The Tourist, by Olen Steinhauer
So I read two NY Times reviews of this book. The first, by Janet Maslin, raved about it. Best thing since sliced bread, basically. Based on that review, I bought the book. Then I read the other Times review, by Marilyn Stasio. She thought it was dreadful and confusing, and wrote more about how George Clooney bought the movie rights than about the book itself. Well. Okay then. So I was slightly dubious when I finally opened the book.
Note to self: in future, we’re going with Janet Maslin’s opinion.
Our hero Milo Weaver used to be a Tourist, a member of a covert CIA division so covert nobody outside the Department of Tourism knows about it. Now he’s retired from active duty, working a desk at the Department’s office in New York City.
Until one of the world’s deadliest assassins, a man known only as the Tiger, is arrested in Tennessee for beating his girlfriend. Milo, who has been chasing the Tiger from his desk for years, heads out to question him, not knowing that he is about to be drawn back into his former life as an operative—and with his life at stake.
So first of all, just to get this out of the way, if I ever read of a woman crossing her arms under, or over, or on top of her breasts ever again, I may strangle someone. (Really, Steinhauer? She couldn’t just cross them? We all know that’s where women keep their breasts, really we do.) But overall the writing is quite good, both in the beauty of the language (a terse, spy-thriller type of beauty) and its ability to pull the reader quickly through some complex plotting.
It would be doing this story an injustice to go into too much detail about this plot.

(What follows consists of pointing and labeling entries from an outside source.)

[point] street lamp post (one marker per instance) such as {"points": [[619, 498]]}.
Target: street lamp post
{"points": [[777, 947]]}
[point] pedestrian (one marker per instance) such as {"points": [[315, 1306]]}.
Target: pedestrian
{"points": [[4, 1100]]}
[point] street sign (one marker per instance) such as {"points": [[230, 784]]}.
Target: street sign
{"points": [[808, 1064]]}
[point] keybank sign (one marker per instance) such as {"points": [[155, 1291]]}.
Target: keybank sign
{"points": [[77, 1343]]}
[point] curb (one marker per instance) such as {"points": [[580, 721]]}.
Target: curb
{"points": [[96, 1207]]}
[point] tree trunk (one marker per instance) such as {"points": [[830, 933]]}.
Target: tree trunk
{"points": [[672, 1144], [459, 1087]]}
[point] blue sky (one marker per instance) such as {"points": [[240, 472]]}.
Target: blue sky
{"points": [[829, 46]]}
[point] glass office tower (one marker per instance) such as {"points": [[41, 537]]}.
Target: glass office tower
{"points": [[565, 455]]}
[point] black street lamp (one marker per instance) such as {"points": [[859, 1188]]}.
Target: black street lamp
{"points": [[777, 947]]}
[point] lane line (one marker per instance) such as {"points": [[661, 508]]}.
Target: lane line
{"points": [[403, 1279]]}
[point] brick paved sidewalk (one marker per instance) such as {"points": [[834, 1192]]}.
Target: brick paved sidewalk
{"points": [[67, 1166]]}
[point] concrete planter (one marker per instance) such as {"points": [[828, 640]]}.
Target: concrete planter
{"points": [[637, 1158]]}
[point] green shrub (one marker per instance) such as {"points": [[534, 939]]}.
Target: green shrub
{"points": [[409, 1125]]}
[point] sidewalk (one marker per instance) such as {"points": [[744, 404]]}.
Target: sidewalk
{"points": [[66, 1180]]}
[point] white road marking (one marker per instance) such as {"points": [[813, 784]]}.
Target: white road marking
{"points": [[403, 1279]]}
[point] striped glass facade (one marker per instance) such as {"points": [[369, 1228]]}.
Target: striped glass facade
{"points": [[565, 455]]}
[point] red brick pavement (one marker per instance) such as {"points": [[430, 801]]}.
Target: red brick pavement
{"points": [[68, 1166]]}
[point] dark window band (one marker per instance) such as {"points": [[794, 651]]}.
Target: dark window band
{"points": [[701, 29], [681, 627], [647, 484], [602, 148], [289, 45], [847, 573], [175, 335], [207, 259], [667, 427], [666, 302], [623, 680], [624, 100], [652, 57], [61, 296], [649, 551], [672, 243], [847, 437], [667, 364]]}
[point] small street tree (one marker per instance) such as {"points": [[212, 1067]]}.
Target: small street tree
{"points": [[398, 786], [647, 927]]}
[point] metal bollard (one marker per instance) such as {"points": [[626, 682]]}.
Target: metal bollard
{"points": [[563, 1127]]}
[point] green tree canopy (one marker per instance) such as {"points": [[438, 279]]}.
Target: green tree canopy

Careening through the labyrinth Steinhauer has constructed is part of the excitement of this book. I had trouble keeping up sometimes, but then when the “solution” finally arrives, it seems so pure and simple and perfect.
But really, the best part of this book, the reason you should read it, is for the world-weary former op Steinhauer has created in Milo Weaver. Milo is a veteran of this spying nonsense. He knows all the tricks, and once his body has turned back “on” into operative mode, he goes through the motions mechanically. He knows all the bullshit, and can see through layers of it in an instant. And he doesn’t want to deal with it.
See, in between the brief Part I (September 10-11, 2001, in Slovenia) and Part II (July 4, 2007, Tennessee) Milo has acquired a wife and a stepdaughter and a small sense of normality. And he doesn’t want to lose it. He’s good at being a Tourist, but it isn’t what he wants to do, but it’s what he has to do in order to keep his family safe, but being a Tourist is inherently unsafe, but… etc. And Steinhauer makes Milo’s problems and emotions real and intense. You feel him. You relate to him, even as he’s doing spy things that we normal citizens could never imagine. You want him to win, but first he needs to figure out what “win” means.
So yes. I enjoyed this book. I’m not going to call it one of the greatest books ever, but it is very good, and the character of Milo really makes it. So. You should read it. Yes.